2012年です。
明けましておめでとうございます。
昨年という昨年は生きてきた中で一番大変な思いや経験の多い年でした。
...ご存知の通り、3月11日...
東北に起きた太平洋大地震と大津波。
東京電力の福島第一原発で起きた水素爆発の影響...
想像を絶する出来事がこの日本で起き、同じく日本に住むものとして
こんな近くでたくさんの人々の命や人生が犠牲になるのを見て、感じて
心を痛めない人はいなかったと思います。
農家をやっている我が家にとって一番大事な時期でもあった当時は被災地に行ける訳でもない状況の中で、辛くて悲しくて、涙を堪えながら新聞やテレビを見つめ、コンビニの募金箱に何百円を何回か入れてあげることしか出来ない自分がいた。
きっと、私と同じ人は多かったことと信じたい。
そして原発事故の放射能から逃げて14日の午後宇都宮駅から新幹線に乗り、名古屋市に住んでいるモンゴル人の友だちの家へ二人の幼い我が子を連れて一時避難をした。
いったいこれからは我々の生活はどうなってしまうのか?
原発は大丈夫なのか?もっと危ないのか?
「直ちに安全だ」ってことはどこまでの話か?
私は、このままモンゴルへの飛行機でに乗るべきか?
残してきた主人と母のことはどうなってしまうのか?
これが、彼らとの最後の別れなのか?再会できるのか?
今、一番大事なのは何なのか?
色々悩みながら、万が一の為に
「名古屋の入局管理局」へ息子を連れて行き、日本への再入国ビザを取得した。
赤ちゃんや子供連れの外国人の人々であふれていた。
そして、名古屋の中部国際空港から韓国経由でモンゴルへ行く便のチケットの予約手続きもした。
心が望んでいない物を体が中々受け入れてくれない。
「これは、子供たちの健康の安全を守る為なんだ、だから、君がやっていることは間違ってないよ!」と自分に言い聞かせた。
11日間が過ぎた。
「やっぱり、モンゴルへ一時帰った方がいいようだ。
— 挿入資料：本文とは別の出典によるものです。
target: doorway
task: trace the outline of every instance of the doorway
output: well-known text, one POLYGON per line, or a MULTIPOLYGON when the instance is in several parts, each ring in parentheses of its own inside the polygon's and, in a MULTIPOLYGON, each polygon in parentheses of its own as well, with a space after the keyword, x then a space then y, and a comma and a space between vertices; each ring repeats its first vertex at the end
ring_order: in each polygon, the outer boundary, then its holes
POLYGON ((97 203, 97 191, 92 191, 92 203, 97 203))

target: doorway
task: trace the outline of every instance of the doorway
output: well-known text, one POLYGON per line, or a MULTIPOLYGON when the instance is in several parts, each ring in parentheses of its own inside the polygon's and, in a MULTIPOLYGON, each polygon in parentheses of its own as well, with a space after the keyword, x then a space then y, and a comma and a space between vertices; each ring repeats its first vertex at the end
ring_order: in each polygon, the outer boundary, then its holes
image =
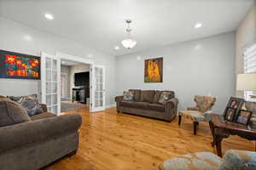
POLYGON ((61 59, 61 111, 90 106, 90 65, 61 59))
MULTIPOLYGON (((55 55, 50 55, 42 52, 41 57, 42 102, 47 104, 48 108, 50 109, 50 111, 58 114, 61 112, 61 105, 62 101, 67 100, 67 102, 74 102, 74 93, 73 92, 73 88, 76 88, 76 86, 74 84, 74 75, 70 75, 70 76, 68 76, 68 74, 63 73, 61 76, 61 65, 67 65, 67 62, 87 65, 89 71, 90 84, 89 86, 87 85, 87 87, 89 87, 89 92, 87 91, 87 94, 89 93, 89 95, 87 95, 89 96, 89 99, 88 98, 86 98, 84 99, 84 101, 85 104, 88 104, 90 112, 101 111, 105 110, 104 65, 94 65, 94 62, 92 60, 59 52, 57 52, 55 55), (54 66, 50 67, 49 69, 49 66, 46 65, 46 60, 50 61, 50 63, 54 63, 54 65, 52 65, 54 66), (67 79, 68 77, 71 77, 70 83, 68 83, 68 80, 67 80, 67 79), (72 78, 73 78, 73 81, 72 81, 72 78), (70 84, 70 87, 68 88, 68 85, 67 84, 70 84), (52 88, 52 85, 54 85, 54 88, 52 88), (50 88, 50 91, 47 91, 46 88, 50 88), (54 91, 52 91, 52 89, 54 89, 54 91), (70 94, 67 93, 67 91, 69 91, 68 89, 72 91, 70 92, 70 94), (55 102, 52 102, 53 99, 55 102)), ((83 71, 80 73, 83 73, 83 71)), ((79 87, 79 88, 83 87, 79 87)), ((81 89, 79 89, 79 90, 81 89)), ((79 92, 79 93, 80 92, 79 92)), ((77 94, 75 95, 77 96, 77 94)), ((75 98, 74 100, 79 100, 79 99, 81 99, 80 96, 79 98, 75 98)))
行ってもいい?」
「俺は、出来れば家族と離れたくないんだよなぁ!?」と主人。
電話で色々話し合ってから、里帰りすることを決めた。
...ですが、長い間我慢していた利口そのものの5歳の娘が
「パパに会いたい、家へ帰りたい」と大泣きした時はやはり栃木へ戻ることにした。
すぐに荷物をまとめ、急いで駅へ向う私の心境はいったい何と説明したらいいか?
表現し切れない複雑な気持ちだ。
「子供たちの為に帰るべきか?」判断と直感に迷った。
たどり着いた宇都宮駅で最高の笑顔で迎えてくれた主人が子供たちと両手を繋いで歩く後ろ姿…。
今でも忘れられないホットと安心する瞬間だった。
(故郷や家族、大切なすべてを失った被災地の方々の心を無視し、こんなことを書いている私はすでに人間失格のように思えてならない。どうか、ご理解とお許しください。)
先日「被災地では離婚率が下がり、福島県でその反対だったらしいよ…」.と主人に聞いた。
あの時の気持ちを感じたからこそ、よく分かる気がする。
2011年の「その年の漢字」に選ばれたのは「絆」だ。
私たち人間は、大自然には永遠に勝つことは出来ないけど、
心と心、力と力を合わせば困難を必ずいつかは乗り越えられる。
それが「絆」なのでしょう。
いつか私も大切な誰かを失い、大切な誰かに失われる。永遠に...
...だとしたら、今が私のチャンス(実現できる機会)だ。
「明日やる、後でする...ではなく、今日、今から変わりたい」
「後悔しないように出来る限りの私でいたい」
「優しさと笑顔を大事に思い遣りのある美しい心を持ちたい」
「母に最後にいつ手紙を書いたか」
「主人に最後にいつ愛していると言ったか」」
「子供たちにマフラーを編んであげたことがあったか」
「友だちと話す時の言葉に気を付けよう」
「遣り残しと忘れた大切なことを思い出そう」
そして、この地球が平和であるよう…いつも祈ろう。
心にそう決めた元日の晩であった。
2012年は皆さんにとっても絆がより深まり、笑顔のあふれる優しい一年でありますように・・・。